アンケートでは、満足度、理解度、心理的ハードル、活用意欲を確認します。実技課題では、プロンプトを作成させ、出力結果を見て、改善案を出せるかを確認します。
この段階で、個人情報の扱い、著作権、誤情報、出力結果の確認方法について理解が浅い場合は、追加フォローが必要です。
研修後30日・90日で行動変容を見る
30日後には、実際に使い始めたかを確認します。90日後には、継続利用されているか、用途が深まっているかを確認します。
ここで重要なのは、失敗事例も集めることです。「使ってみたがうまくいかなかった」「回答が不正確だった」「上司に確認しづらかった」といった声は、研修改善の材料になります。

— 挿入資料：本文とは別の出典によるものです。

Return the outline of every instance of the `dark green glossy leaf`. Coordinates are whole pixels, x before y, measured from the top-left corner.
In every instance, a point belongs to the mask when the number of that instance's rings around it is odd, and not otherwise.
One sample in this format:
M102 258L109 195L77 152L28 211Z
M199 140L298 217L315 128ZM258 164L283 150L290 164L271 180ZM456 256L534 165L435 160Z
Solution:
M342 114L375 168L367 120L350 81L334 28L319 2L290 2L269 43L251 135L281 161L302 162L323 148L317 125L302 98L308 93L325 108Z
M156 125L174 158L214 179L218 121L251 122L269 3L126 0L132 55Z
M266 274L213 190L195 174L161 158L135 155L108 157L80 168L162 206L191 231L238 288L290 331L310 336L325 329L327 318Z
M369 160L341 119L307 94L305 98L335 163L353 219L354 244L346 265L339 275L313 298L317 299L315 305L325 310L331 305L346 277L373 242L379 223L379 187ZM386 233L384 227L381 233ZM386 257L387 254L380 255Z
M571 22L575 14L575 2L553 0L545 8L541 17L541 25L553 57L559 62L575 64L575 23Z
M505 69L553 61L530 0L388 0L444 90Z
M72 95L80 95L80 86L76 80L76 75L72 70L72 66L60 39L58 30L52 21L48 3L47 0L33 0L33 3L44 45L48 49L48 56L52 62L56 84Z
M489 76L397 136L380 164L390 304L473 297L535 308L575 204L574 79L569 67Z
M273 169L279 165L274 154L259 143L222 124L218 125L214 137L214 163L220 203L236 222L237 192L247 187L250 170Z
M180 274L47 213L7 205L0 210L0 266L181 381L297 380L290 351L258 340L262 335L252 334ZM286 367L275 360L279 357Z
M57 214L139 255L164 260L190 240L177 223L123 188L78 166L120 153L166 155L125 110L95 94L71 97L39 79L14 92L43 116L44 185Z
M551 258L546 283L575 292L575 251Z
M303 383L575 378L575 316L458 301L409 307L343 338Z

生成AI活用は、一度の研修で完成するものではありません。現場のつまずきを拾い、プロンプト例、業務別テンプレート、利用ルール、FAQに反映することで、組織全体の活用レベルが上がります。
成果は部署別に見る
生成AIの効果は、部署によって出方が異なります。企画部門ではアイデア出しや資料構成、広報部門では文章作成、総務部門では規程や通知文の整理、福祉部門では説明文の分かりやすさ改善など、効果の現れ方が違います。

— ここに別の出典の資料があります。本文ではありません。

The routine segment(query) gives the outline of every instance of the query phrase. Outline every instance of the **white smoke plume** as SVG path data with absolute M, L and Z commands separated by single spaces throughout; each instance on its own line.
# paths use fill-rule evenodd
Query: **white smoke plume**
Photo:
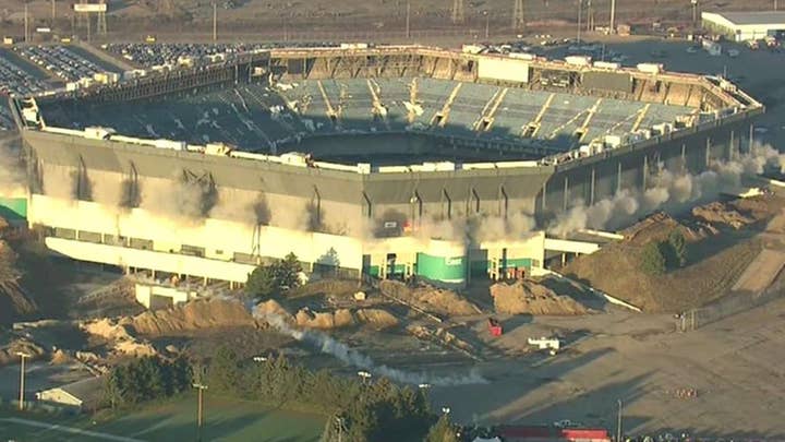
M 785 172 L 785 154 L 768 145 L 756 145 L 749 154 L 736 160 L 715 162 L 699 175 L 662 170 L 642 192 L 623 190 L 593 205 L 576 201 L 547 226 L 547 231 L 565 236 L 585 228 L 614 228 L 659 208 L 677 207 L 738 188 L 744 176 L 762 174 L 766 166 Z
M 257 319 L 264 320 L 273 325 L 280 333 L 291 336 L 294 339 L 312 345 L 325 355 L 331 355 L 341 362 L 363 370 L 370 370 L 374 375 L 388 378 L 391 381 L 404 384 L 431 384 L 438 386 L 484 384 L 487 380 L 476 372 L 466 375 L 438 377 L 427 373 L 412 373 L 387 366 L 376 365 L 373 359 L 351 349 L 348 345 L 335 338 L 313 330 L 297 330 L 290 326 L 283 318 L 277 314 L 254 314 Z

そのため、全庁一律のKPIだけでなく、部署別KPIを設けることが重要です。
たとえば、次のように設定できます。
- 企画部門:企画案の初期検討時間、比較表作成時間
- 広報部門:住民向け文章の作成時間、表現改善件数
- 総務部門:通知文・マニュアル作成時間
- 窓口部門:問い合わせ対応準備時間
- 情報政策部門:利用ルール整備、問い合わせ対応件数
- 教育関連部門:教材案、通知文、FAQ作成支援
このように、業務に近いKPIに落とし込むことで、研修の成果を説明しやすくなります。
効果測定を研修改善につなげる運用フロー
自治体職員向け生成AI研修では、効果測定を一度きりの報告で終わらせてはいけません。測定結果を次の研修、ルール整備、ツール選定、庁内展開に反映することが重要です。
実践的には、次の流れが有効です。
- 研修前に業務課題と利用経験を調査する
- 研修直後に満足度・理解度・不安の変化を測る
- 実技課題でプロンプト作成力を確認する
- 30日後に利用状況とつまずきを確認する
- 90日後に継続利用と業務成果を確認する
- 成功事例と失敗事例を庁内で共有する
- 研修内容・ルール・テンプレートを更新する
- 部署別に追加研修や伴走支援を行う
この流れを作ることで、生成AI研修は単なる単発イベントではなく、自治体DXを進めるための継続的な仕組みになります。

まとめ|自治体の生成AI研修は「使えたか」ではなく「業務が変わったか」を測る
自治体職員向け生成AI研修の効果測定では、研修直後の満足度だけを見ても十分ではありません。重要なのは、職員の不安が下がったか、プロンプトを実務で使えるようになったか、30日後・90日後に行動が変わったか、最終的に業務時間や市民サービスの質に変化が出たかです。
生成AIは、導入しただけで自治体業務を変えるものではありません。職員が安全に使い、現場の業務に合わせて活用し、成果を測りながら改善していくことで、初めて実務に根づきます。
その意味で、効果測定は「研修の成績表」ではなく、「自治体が生成AIを組織能力に変えていくための設計図」です。